Russet Burbank potatoes were grown in a hydroponic solution containing all necessary minerals for plant growth. Phosphorus was added in four concentrations; the pathogen C. coccodes was also added as a 20 ml (10,000 spores/ml) aliquot. As an initial step to the study, hydroponically grown potatoes were treated with eight varying concentrations of phosphorus to determine the concentrations that are: deficient, adequate, ideal, and toxic to plant growth. This initial phase of the study was conducted for four weeks providing time for the plantlets to grow. At the end of the four week growth period, the plants were measured and harvested. By measuring the bio-mass of the potato plants at each level of phosphorus treatment, the four concentrations were confirmed by weighing dried plant biomass. The data gathered from this preliminary study was then applied to the second phase of the project which determined ideal concentrations of phosphorus, based on plant growth, and the reduced presence of C. coccodes.

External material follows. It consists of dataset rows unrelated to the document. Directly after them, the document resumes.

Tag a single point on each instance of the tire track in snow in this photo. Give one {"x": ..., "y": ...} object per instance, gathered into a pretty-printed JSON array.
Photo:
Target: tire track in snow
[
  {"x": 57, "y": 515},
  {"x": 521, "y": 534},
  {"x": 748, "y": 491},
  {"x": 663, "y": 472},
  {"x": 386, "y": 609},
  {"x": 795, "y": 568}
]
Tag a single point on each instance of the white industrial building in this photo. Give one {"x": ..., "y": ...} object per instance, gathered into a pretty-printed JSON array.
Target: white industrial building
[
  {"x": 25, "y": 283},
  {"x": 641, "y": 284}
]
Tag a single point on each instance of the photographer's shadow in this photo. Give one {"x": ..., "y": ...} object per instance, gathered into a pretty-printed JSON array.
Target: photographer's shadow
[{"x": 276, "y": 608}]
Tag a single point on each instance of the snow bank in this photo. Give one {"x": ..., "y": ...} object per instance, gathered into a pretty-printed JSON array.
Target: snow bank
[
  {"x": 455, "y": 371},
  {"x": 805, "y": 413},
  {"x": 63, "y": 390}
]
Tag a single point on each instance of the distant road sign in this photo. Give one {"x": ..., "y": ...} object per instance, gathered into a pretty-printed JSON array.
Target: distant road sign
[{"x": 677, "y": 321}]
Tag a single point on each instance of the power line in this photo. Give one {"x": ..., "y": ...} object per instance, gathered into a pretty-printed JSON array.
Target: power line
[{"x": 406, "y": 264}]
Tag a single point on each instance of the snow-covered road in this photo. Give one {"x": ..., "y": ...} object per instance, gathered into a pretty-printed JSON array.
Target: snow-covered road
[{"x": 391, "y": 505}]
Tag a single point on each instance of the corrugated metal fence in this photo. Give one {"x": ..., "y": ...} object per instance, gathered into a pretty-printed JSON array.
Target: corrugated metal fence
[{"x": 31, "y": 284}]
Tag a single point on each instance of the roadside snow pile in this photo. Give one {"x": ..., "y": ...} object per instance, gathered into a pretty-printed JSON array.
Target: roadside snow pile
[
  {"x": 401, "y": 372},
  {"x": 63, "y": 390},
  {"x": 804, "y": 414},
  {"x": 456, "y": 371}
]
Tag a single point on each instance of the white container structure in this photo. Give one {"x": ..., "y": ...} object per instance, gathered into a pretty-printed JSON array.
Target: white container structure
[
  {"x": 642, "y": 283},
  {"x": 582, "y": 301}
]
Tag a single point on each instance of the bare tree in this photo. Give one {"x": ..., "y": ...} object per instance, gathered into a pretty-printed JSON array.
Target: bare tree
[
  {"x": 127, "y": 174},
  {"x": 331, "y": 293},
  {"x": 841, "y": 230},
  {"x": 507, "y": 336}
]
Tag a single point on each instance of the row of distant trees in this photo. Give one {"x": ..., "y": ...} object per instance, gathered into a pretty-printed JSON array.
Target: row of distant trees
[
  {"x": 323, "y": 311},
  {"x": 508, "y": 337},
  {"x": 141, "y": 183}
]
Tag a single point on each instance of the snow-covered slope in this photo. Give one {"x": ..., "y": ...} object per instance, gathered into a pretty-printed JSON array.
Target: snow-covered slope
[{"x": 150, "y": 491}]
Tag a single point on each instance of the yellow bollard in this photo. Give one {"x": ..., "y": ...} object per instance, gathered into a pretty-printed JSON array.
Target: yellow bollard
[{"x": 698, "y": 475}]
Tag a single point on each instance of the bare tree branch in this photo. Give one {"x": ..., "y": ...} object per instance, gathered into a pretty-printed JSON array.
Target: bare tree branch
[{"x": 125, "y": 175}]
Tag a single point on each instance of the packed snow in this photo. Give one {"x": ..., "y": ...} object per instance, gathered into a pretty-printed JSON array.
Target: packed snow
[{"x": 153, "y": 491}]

The initial phase of the experiment was conducted during a four-week time period in which three times a week dissolved phosphorus was added to a modified Hoagland solution where the potato plantlets were grown. The amount of phosphorus added, ranged from a concentration representing a nutrient deficiency(0.5 mg/L), to an overabundance of phosphorus (64 mg/L)in the solution. In order to monitor the nutrient levels for each concentration, hydroponic systems were arranged in a climate controlled and light timed growth chamber. At the end of the four week period both qualitative and quantitative analyses were performed measuring plant reaction to the treated nutrient level. Phosphorus levels were evaluated quantitatively through tissue analysis using the nitric-perchorlic acid digestion on an IRIS Intrepid II XSP machine (Thermo Scientific Electron, Waltham, Ma). Qualitative observations such as appearance in plant color and size provided a visual indication of the plant’s response to the phosphorus concentration. Whereas, measuring the bio-mass of the plant provided a quantitative analysis that correlated plant size to phosphorus concentration as seen through the distribution of a bell-curve. Taking the information gathered from this preliminary study, we then repeated the process of growing potato plantlets in a modified Hoagland solution limiting the varying phosphorus treatment to our four selected concentrations: 0.5, 2, 16, and 128 mg/L of phosphorus. These concentrations again represented a range of deficiency to overabundance of nutrient with an ideal amount falling between these extremes. Treatment applications were identical to the preliminary study, allowing for an appropriate growth period. At the end of the growth period, plantlets were inoculated with spores per of C. coccodes (40ml) at four different locations within the bucket containing the hydroponic solution (pathogen was cultured and maintained on a potato dextrose agar until needed for inoculation). Ten days after inoculation, plant stems and roots were harvested for qPCR analysis as well as Root Colonization Assay.
Results produced from the Root Colonization Assay displayed a direct correlation between phosphorus concentrations and infection severity of the potato plant. The data produced showed a digression of plant infection in relation to phosphorus concentration with the most significant decrease in infection at (32 mg/L). The data collected from the qPCR analysis supported this conclusion and demonstrated that nutrient concentration influences a potato plant’s ability to resist infection from C. coccodes.
The findings of this study were shared at the Potato Association of America annual meeting. I am currently preparing to publish my findings in a peer reviewed journal.